The Fish & The Chip
When Aatin Anadkat decided it was time to reimagine his fine-dining restaurant, he didn’t mess about. In place of the globally influenced Maiyango came The Fish & The Chip – fun, informal and inspired by Britain’s love affair with its favourite dish. There are funky artworks and nice little nods to seaside chippie traditions (the menu is in newspaper format), but the sauce-bottle-on-the-table vibe shouldn’t hide the fact this is high quality fish and chips… and lots more besides.
Classic fish and chips (at under a tenner) comes in thin and crisp herby batter, crushed peas, terrific tartare and perfect chips – fat or skinny according to choice. But you can also choose your fish grilled with masala or jerk spices and panko breadcrumbs. There are plenty of gluten-free options and even a vegan “fish and chips” featuring nori-wrapped celeriac.
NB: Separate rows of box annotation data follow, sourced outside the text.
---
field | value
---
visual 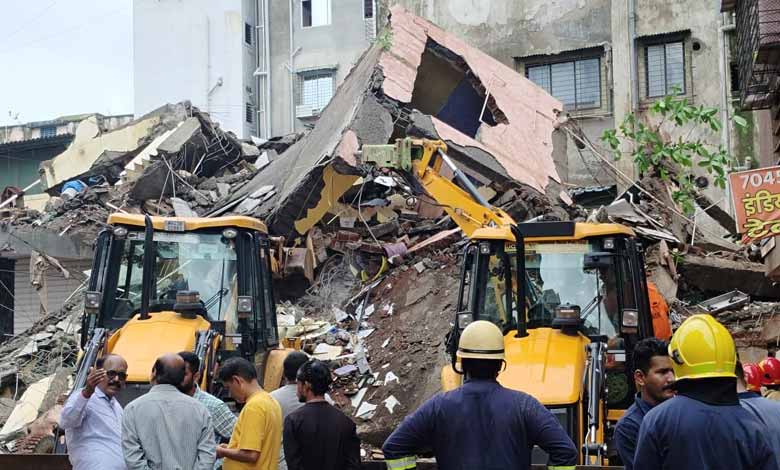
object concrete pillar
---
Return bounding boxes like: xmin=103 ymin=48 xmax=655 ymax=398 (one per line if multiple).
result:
xmin=611 ymin=0 xmax=636 ymax=191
Also on the menu are lobster, chilli and garlic tiger prawns, and salmon fillet in wasabi and sesame-seed batter. Light lunches such as crab roll or vegan pea fritters are available and there’s a 13-strong wine list and an even wider choice of playful cocktails such as popsicle bellinis. In fact, The Fish & The Chip runs cocktail classes.
This is a fun and flexible restaurant serving its own individual take on a British classic.